Texte intégral
Vous me pardonnerez pour commencer une référence peut-être un peu légère : je connaissais surtout, pour ma part, les « chaussettes à clous », cette manière argotique de désigner les gendarmes qui a inspiré à Boris VIAN une chanson célèbre et assez cocasse.
Eh bien, à l'occasion de cette cérémonie d'aujourd'hui, je découvre - ou je redécouvre, car j'avais déjà eu l'occasion d'en admirer quelques spécimens dans nos musées, et au cours de mes voyages - les fétiches à clous, ces oeuvres d'une puissance évocatrice exceptionnelle.

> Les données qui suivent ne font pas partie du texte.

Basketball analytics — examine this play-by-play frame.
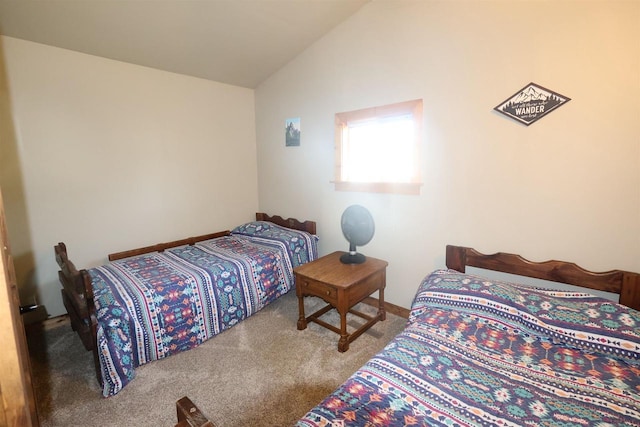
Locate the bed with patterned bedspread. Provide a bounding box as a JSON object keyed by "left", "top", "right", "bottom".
{"left": 296, "top": 269, "right": 640, "bottom": 426}
{"left": 87, "top": 221, "right": 317, "bottom": 396}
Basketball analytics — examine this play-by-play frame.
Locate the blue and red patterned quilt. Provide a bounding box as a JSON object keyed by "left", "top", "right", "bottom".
{"left": 90, "top": 221, "right": 317, "bottom": 396}
{"left": 297, "top": 269, "right": 640, "bottom": 426}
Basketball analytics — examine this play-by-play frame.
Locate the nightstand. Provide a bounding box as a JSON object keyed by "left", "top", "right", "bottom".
{"left": 294, "top": 251, "right": 388, "bottom": 352}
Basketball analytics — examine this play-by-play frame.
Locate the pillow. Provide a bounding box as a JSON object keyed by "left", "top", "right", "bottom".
{"left": 410, "top": 269, "right": 640, "bottom": 365}
{"left": 231, "top": 221, "right": 318, "bottom": 267}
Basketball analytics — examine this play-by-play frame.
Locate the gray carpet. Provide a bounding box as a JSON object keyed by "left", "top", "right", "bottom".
{"left": 27, "top": 292, "right": 407, "bottom": 427}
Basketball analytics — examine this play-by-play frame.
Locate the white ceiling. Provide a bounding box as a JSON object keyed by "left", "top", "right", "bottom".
{"left": 0, "top": 0, "right": 369, "bottom": 88}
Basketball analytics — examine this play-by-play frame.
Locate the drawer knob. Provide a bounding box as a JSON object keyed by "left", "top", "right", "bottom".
{"left": 325, "top": 290, "right": 330, "bottom": 296}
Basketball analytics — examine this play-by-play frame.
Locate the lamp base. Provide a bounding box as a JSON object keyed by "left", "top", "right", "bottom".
{"left": 340, "top": 252, "right": 366, "bottom": 264}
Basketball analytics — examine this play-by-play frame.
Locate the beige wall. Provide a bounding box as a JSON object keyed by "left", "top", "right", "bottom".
{"left": 0, "top": 37, "right": 36, "bottom": 310}
{"left": 255, "top": 1, "right": 640, "bottom": 308}
{"left": 1, "top": 36, "right": 259, "bottom": 317}
{"left": 1, "top": 1, "right": 638, "bottom": 317}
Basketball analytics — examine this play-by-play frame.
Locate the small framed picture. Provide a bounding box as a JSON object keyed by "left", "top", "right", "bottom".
{"left": 285, "top": 117, "right": 301, "bottom": 147}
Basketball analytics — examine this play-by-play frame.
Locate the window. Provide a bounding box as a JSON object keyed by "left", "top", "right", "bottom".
{"left": 334, "top": 99, "right": 423, "bottom": 195}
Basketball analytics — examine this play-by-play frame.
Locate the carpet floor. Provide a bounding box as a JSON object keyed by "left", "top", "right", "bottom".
{"left": 27, "top": 291, "right": 407, "bottom": 427}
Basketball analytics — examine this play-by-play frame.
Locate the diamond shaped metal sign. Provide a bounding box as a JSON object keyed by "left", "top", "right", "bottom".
{"left": 494, "top": 83, "right": 570, "bottom": 126}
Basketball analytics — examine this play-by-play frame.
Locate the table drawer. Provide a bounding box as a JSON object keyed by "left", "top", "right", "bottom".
{"left": 298, "top": 277, "right": 337, "bottom": 301}
{"left": 349, "top": 271, "right": 385, "bottom": 303}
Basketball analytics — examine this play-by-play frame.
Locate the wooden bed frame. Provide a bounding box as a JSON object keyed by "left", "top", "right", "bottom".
{"left": 54, "top": 212, "right": 316, "bottom": 387}
{"left": 446, "top": 245, "right": 640, "bottom": 310}
{"left": 174, "top": 244, "right": 640, "bottom": 426}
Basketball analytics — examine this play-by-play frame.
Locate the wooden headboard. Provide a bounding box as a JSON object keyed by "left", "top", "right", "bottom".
{"left": 445, "top": 245, "right": 640, "bottom": 311}
{"left": 256, "top": 212, "right": 316, "bottom": 235}
{"left": 108, "top": 213, "right": 316, "bottom": 261}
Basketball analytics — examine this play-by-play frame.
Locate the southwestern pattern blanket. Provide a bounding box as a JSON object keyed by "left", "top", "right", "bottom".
{"left": 91, "top": 221, "right": 317, "bottom": 396}
{"left": 297, "top": 269, "right": 640, "bottom": 426}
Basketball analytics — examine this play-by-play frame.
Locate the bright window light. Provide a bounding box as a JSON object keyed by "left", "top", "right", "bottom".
{"left": 334, "top": 99, "right": 423, "bottom": 195}
{"left": 342, "top": 115, "right": 415, "bottom": 183}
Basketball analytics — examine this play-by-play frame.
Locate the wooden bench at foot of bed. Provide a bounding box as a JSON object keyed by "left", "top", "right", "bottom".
{"left": 176, "top": 397, "right": 216, "bottom": 427}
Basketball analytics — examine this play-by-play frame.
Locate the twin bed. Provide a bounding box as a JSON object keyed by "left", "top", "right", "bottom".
{"left": 175, "top": 244, "right": 640, "bottom": 427}
{"left": 55, "top": 212, "right": 318, "bottom": 396}
{"left": 296, "top": 245, "right": 640, "bottom": 426}
{"left": 297, "top": 246, "right": 640, "bottom": 427}
{"left": 56, "top": 221, "right": 640, "bottom": 426}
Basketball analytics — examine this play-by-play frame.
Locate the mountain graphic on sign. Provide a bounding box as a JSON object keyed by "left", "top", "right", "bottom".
{"left": 511, "top": 86, "right": 548, "bottom": 104}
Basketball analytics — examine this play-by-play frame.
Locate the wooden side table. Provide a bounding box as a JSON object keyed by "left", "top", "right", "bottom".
{"left": 294, "top": 251, "right": 388, "bottom": 352}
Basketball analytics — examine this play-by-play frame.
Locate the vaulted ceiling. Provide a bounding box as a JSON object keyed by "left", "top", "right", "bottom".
{"left": 0, "top": 0, "right": 369, "bottom": 88}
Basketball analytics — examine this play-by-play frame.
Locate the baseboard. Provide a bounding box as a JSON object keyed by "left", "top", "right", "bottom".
{"left": 362, "top": 296, "right": 410, "bottom": 319}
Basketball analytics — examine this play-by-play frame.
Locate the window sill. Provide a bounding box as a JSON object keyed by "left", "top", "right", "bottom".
{"left": 332, "top": 181, "right": 422, "bottom": 195}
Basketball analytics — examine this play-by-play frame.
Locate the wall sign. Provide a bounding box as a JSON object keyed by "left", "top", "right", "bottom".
{"left": 494, "top": 83, "right": 570, "bottom": 126}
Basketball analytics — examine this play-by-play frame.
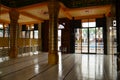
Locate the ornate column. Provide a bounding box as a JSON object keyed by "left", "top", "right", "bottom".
{"left": 38, "top": 23, "right": 42, "bottom": 51}
{"left": 9, "top": 8, "right": 19, "bottom": 58}
{"left": 48, "top": 0, "right": 60, "bottom": 64}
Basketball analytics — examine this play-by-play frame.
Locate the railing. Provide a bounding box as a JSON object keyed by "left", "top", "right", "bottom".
{"left": 0, "top": 38, "right": 41, "bottom": 57}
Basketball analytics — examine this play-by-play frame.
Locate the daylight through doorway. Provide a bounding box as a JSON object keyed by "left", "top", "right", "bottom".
{"left": 75, "top": 19, "right": 104, "bottom": 54}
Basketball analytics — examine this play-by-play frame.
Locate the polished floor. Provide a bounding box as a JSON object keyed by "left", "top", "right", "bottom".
{"left": 0, "top": 52, "right": 119, "bottom": 80}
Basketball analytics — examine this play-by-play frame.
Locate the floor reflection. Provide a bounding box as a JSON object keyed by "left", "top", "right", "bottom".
{"left": 74, "top": 54, "right": 117, "bottom": 80}
{"left": 58, "top": 52, "right": 63, "bottom": 80}
{"left": 0, "top": 53, "right": 118, "bottom": 80}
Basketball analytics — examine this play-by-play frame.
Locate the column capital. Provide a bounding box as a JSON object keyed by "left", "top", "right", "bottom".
{"left": 9, "top": 8, "right": 19, "bottom": 22}
{"left": 48, "top": 0, "right": 60, "bottom": 17}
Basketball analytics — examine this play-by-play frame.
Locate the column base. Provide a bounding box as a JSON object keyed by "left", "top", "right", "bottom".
{"left": 48, "top": 52, "right": 58, "bottom": 64}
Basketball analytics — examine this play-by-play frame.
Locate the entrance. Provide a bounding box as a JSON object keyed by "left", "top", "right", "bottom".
{"left": 58, "top": 30, "right": 61, "bottom": 51}
{"left": 58, "top": 24, "right": 64, "bottom": 52}
{"left": 75, "top": 19, "right": 104, "bottom": 54}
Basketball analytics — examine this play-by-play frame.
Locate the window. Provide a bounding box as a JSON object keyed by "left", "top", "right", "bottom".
{"left": 0, "top": 24, "right": 3, "bottom": 37}
{"left": 82, "top": 19, "right": 96, "bottom": 27}
{"left": 22, "top": 31, "right": 26, "bottom": 38}
{"left": 34, "top": 30, "right": 38, "bottom": 39}
{"left": 21, "top": 24, "right": 39, "bottom": 39}
{"left": 26, "top": 31, "right": 30, "bottom": 38}
{"left": 0, "top": 24, "right": 3, "bottom": 29}
{"left": 4, "top": 24, "right": 9, "bottom": 37}
{"left": 30, "top": 31, "right": 33, "bottom": 38}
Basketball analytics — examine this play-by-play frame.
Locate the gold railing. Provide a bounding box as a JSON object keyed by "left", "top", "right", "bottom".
{"left": 0, "top": 38, "right": 40, "bottom": 47}
{"left": 0, "top": 38, "right": 9, "bottom": 47}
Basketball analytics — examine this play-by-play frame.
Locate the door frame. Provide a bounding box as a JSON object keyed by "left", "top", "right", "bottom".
{"left": 75, "top": 27, "right": 104, "bottom": 54}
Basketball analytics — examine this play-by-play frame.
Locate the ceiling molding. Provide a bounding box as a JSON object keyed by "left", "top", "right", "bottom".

Nous sommes réunis ici, ce matin, pour célébrer le retour dans les collections publiques, en l'occurrence celles de cette cité des arts extra-européens qu'est le Musée du quai Branly, de l'un des plus beaux et les plus impressionnants de ces fétiches. Cette oeuvre avait été longtemps égarée et portée disparue, et elle retrouve enfin sa place, sans qu'il ait été aucunement nécessaire de recourir à l'intervention des gendarmes, de faire cliqueter les « chaussettes à clous »... Même s'il est vrai que l'Office Central de lutte contre le trafic des Biens Culturels (OCBC) dont je salue le travail exemplaire, a, bien sûr, joué tout son rôle dans cette affaire.
Car j'ai la faiblesse de croire que ce n'est pas le pouvoir magique attaché à cette statuette Nkondé tsangui qui a permis cette heureuse restitution, mais bien le travail de nombreux départements ministériels et la mise et en place de procédures précises et définies qui sont la meilleure garantie de la préservation des collections publiques.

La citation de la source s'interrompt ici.